Elle éprouva alors une impression si amère qu’elle fondit en larmes. Elle s’arracha de ce berceau pour aller à celui de Fernand ; il dormait aussi, mais dans une pose tourmentée, et le cœur gonflé de soupirs. Elle détendit et frotta doucement les petits membres crispés de l’enfant, l’établit dans une position plus commode, et changea son oppression en doux rêves par de longs baisers. Celui-là rappelait le visage de sa mère, et surtout il était sien par l’âme et par des souffrances communes.

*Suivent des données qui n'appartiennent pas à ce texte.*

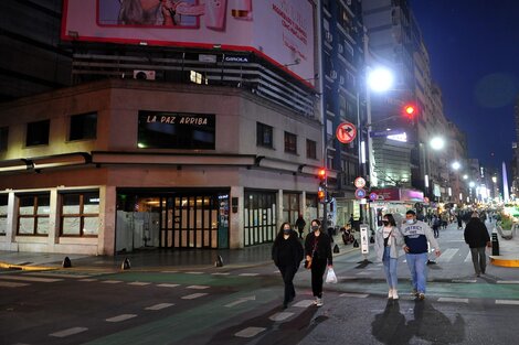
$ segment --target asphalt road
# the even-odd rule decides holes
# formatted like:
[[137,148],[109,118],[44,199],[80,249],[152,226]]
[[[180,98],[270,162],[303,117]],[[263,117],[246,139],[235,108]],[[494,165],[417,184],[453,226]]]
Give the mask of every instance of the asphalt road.
[[[339,282],[313,305],[309,272],[280,308],[273,265],[121,272],[0,271],[0,344],[518,344],[517,269],[476,278],[460,231],[441,233],[425,301],[388,301],[380,263],[336,257]],[[371,260],[369,256],[367,259]],[[519,276],[517,276],[519,277]]]

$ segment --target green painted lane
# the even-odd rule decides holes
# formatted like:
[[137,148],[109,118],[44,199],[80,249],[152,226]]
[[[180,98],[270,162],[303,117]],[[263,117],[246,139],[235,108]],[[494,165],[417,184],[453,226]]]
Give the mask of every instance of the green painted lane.
[[[213,331],[221,323],[247,314],[263,305],[279,300],[279,288],[258,289],[248,292],[239,292],[226,295],[218,300],[211,300],[203,305],[179,311],[177,314],[163,317],[161,320],[142,324],[123,332],[114,333],[108,336],[99,337],[95,341],[85,343],[86,345],[119,345],[119,344],[172,344],[186,339],[187,337],[205,331]],[[240,299],[247,299],[251,295],[255,300],[247,300],[244,303],[235,304],[232,308],[225,305]],[[186,339],[186,342],[188,342]]]

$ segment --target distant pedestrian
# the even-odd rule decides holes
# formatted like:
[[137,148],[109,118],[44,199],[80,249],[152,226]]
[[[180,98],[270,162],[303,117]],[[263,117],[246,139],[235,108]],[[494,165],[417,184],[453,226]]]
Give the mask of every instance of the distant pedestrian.
[[412,209],[405,213],[402,235],[405,241],[403,249],[411,272],[413,294],[420,300],[424,300],[427,281],[427,241],[435,249],[436,257],[441,255],[438,242],[428,225],[416,220],[416,213]]
[[311,262],[311,291],[315,297],[315,304],[322,305],[322,276],[326,267],[332,267],[331,241],[328,234],[322,231],[321,223],[314,219],[310,223],[311,233],[305,240],[306,260]]
[[303,238],[303,233],[305,231],[306,222],[303,218],[303,215],[299,214],[296,220],[297,231],[299,231],[299,238]]
[[382,224],[374,236],[374,248],[377,258],[383,262],[385,271],[385,281],[389,285],[388,299],[399,299],[399,278],[396,267],[399,263],[399,248],[404,239],[393,215],[386,214],[382,217]]
[[289,223],[283,223],[272,247],[272,259],[279,269],[285,283],[285,297],[283,308],[294,301],[294,277],[303,261],[303,245]]
[[476,276],[479,277],[481,273],[485,274],[485,270],[487,268],[485,247],[491,247],[491,241],[490,236],[488,235],[488,229],[485,223],[479,218],[477,212],[473,213],[463,235],[465,237],[465,242],[470,248]]

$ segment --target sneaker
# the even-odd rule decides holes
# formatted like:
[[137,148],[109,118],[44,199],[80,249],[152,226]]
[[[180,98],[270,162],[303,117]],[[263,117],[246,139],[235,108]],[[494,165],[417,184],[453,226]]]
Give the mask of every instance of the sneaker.
[[321,306],[322,305],[322,299],[317,298],[316,299],[316,305]]
[[393,300],[398,300],[399,299],[399,292],[396,292],[395,289],[393,289]]

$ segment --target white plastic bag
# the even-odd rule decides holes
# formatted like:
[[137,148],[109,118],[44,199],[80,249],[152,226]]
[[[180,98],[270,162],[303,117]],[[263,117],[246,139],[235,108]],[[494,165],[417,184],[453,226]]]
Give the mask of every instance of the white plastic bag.
[[328,268],[328,273],[326,273],[326,282],[331,284],[337,283],[337,276],[331,267]]

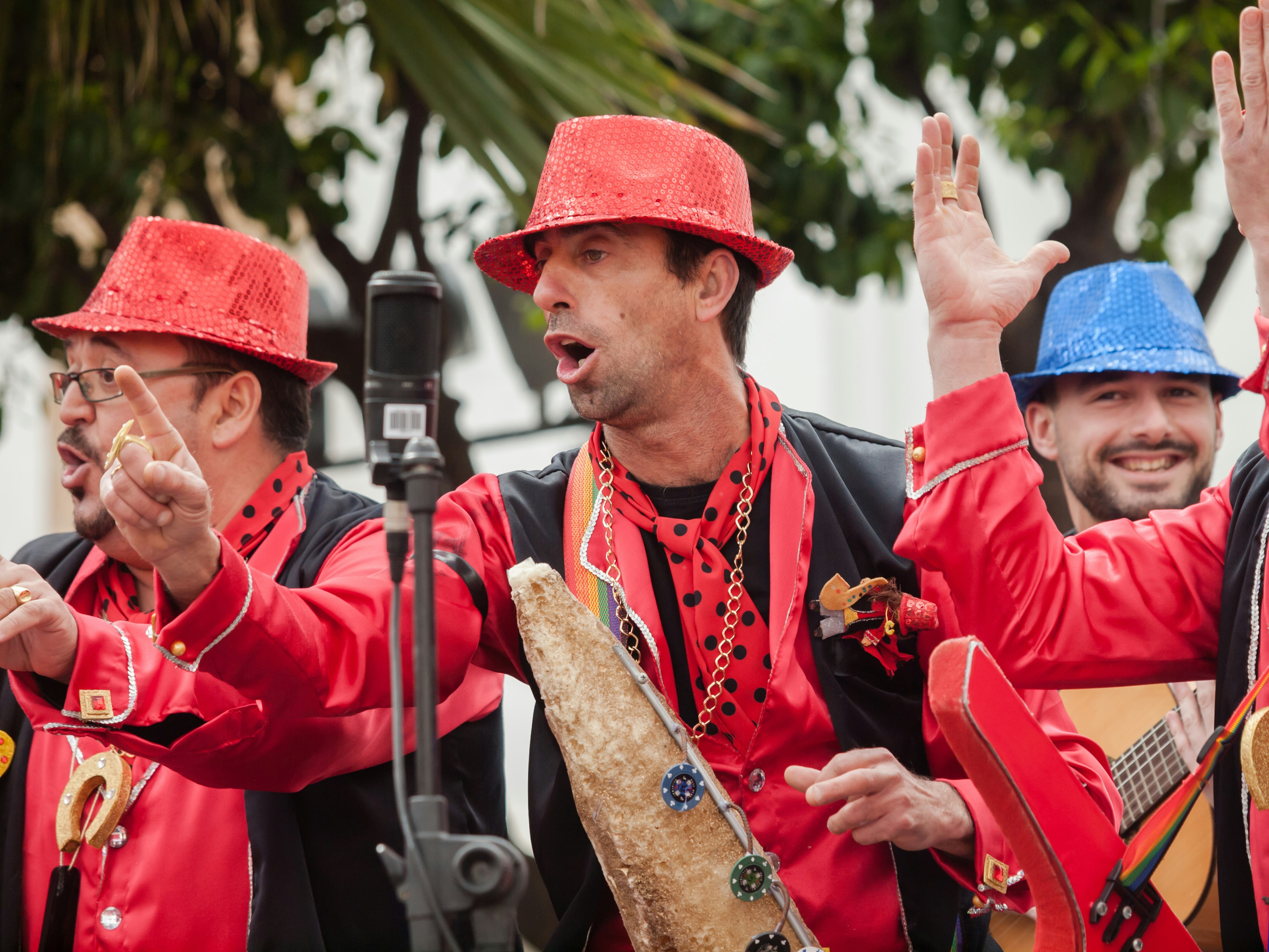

Mais, âme ou corps, chair ou pensée, ils étaient l’un et l’autre, elle et Ferdinand, dans ces deux enfants, et la petite fille appartenait à sa mère comme Fernand à son père par le plus étroit des liens de la vie.

Tout ce que le mariage renferme en soi de redoutable et de sacré, la jeune mère le sentit à ce moment, et le rêve qu’elle caressait tout à l’heure lui inspira des remords. Ne venait-elle pas d’être adultère dans sa pensée ? Le sang lui afflua au visage, elle marcha dans la chambre avec agitation, confuse d’abord, puis, peu à peu remplie d’une sourde et profonde irritation.

Est-ce donc sa faute à elle si le crime de Ferdinand a perdu leur avenir ? Il faut pourtant pour vivre s’attacher à quelque chose, et puisqu’elle ne peut plus aimer M. Desfayes, pourquoi n’aimerait-elle pas Camille ?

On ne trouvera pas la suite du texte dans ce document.